En nuestro recorrido pasamos por la fachada de un cementerio y José Mª me dice: “Mira lo que está escrito en la puerta”; y leo la frase siguiente: “Yo he sido lo que tú eres; tú serás lo que yo soy”. Anda con la inscripción; ya tenemos en qué meditar lo que nos queda de camino. Después de dejar Villamayor de Monjardín, seguimos un maravilloso carril de tierra que, por un paraje absolutamente solitario, nos dejará en Los Arcos. Al llegar a Los Arcos, las calles del pueblo se encontraban vestidas de fiesta; iba a pasar la procesión del Corpus. En una panadería de su estrecha y fresca calle principal hacemos un pequeño repuesto (la boca se te hace agua cuando ves las delicias que hay en la panadería).

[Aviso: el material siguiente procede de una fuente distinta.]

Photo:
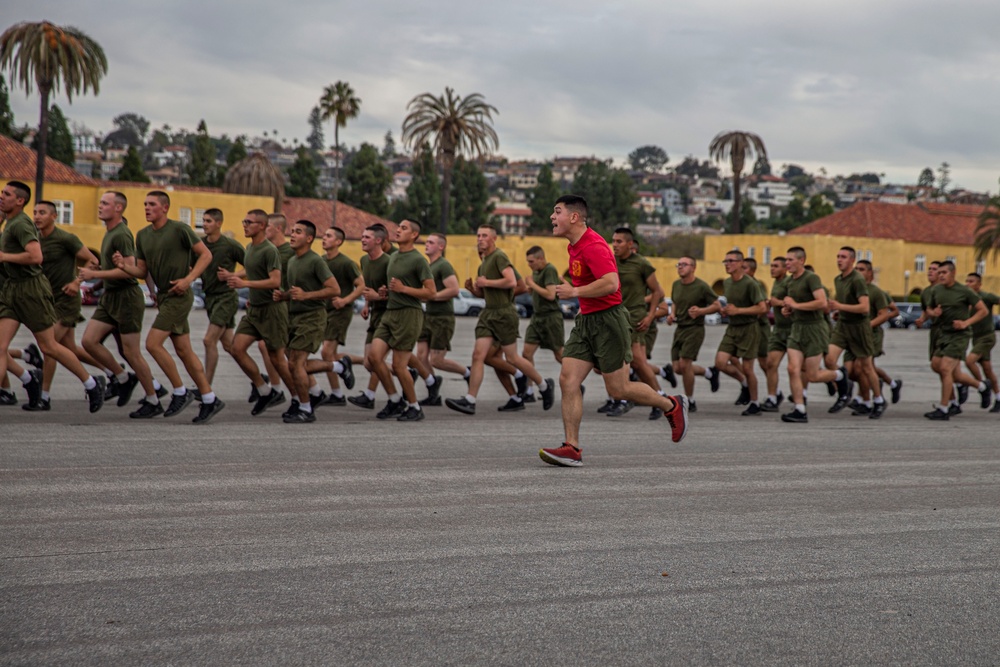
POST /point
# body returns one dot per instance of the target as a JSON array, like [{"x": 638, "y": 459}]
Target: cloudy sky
[{"x": 887, "y": 86}]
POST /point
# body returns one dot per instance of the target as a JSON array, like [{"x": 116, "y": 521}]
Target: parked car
[
  {"x": 466, "y": 303},
  {"x": 909, "y": 313}
]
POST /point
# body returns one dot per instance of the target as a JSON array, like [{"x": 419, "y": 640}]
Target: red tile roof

Aljibe medieval en Azqueta
Siguiendo las indicaciones

Reponemos agua en una de sus maravillosas fuentes y seguimos camino. Desde Sansol a Viana se hace necesario tomar la carretera, ya que el camino se introduce en un barranco y pega un vueltón agotador e innecesario. Incluso muchos peregrinos a pié optan por el asfalto. Hay que entrar en el casco urbano de Viana; no conviene perdérselo. Dejamos Viana tomando de nuevo una pista de tierra. Logroño no está lejos. Antes de llegar a Logroño volvemos a pasar por la casa de la Sra. Felisa. Llegamos al cobertizo que da sombra a la mesa con el cuaderno de firmas y el sello para la credencial y nos recibe una mujer que, evidentemente no es Felisa, ya que es bastante más joven. Preguntamos por ella. Esta mujer es la hija de Felisa y nos dice que su madre falleció en el mes de octubre pasado. Felisa tenía la costumbre de recibir a los peregrinos con higos recién cogidos (si era el tiempo del higo, naturalmente) y agua fresca; te ponía tu sello en la credencial y firmabas en el libro que tenía en su mesa. Felisa tenía más de ochenta años cuando la conocimos hace cuatro años. Fue un acierto hacernos unas fotos con ella en aquél momento, ya que esta agüelilla se ha convertido en una figura histórica del Camino. Nos dijo la hija que hasta el día anterior al que murió, estuvo recibiendo peregrinos. Hablamos un ratico con la hija de Felisa. Nos comemos unos cacahuetes que nos ofrece (aún no es tiempo de higos), nos sella la credencial, firmamos en el libro, bebemos agua y bajamos a Logroño.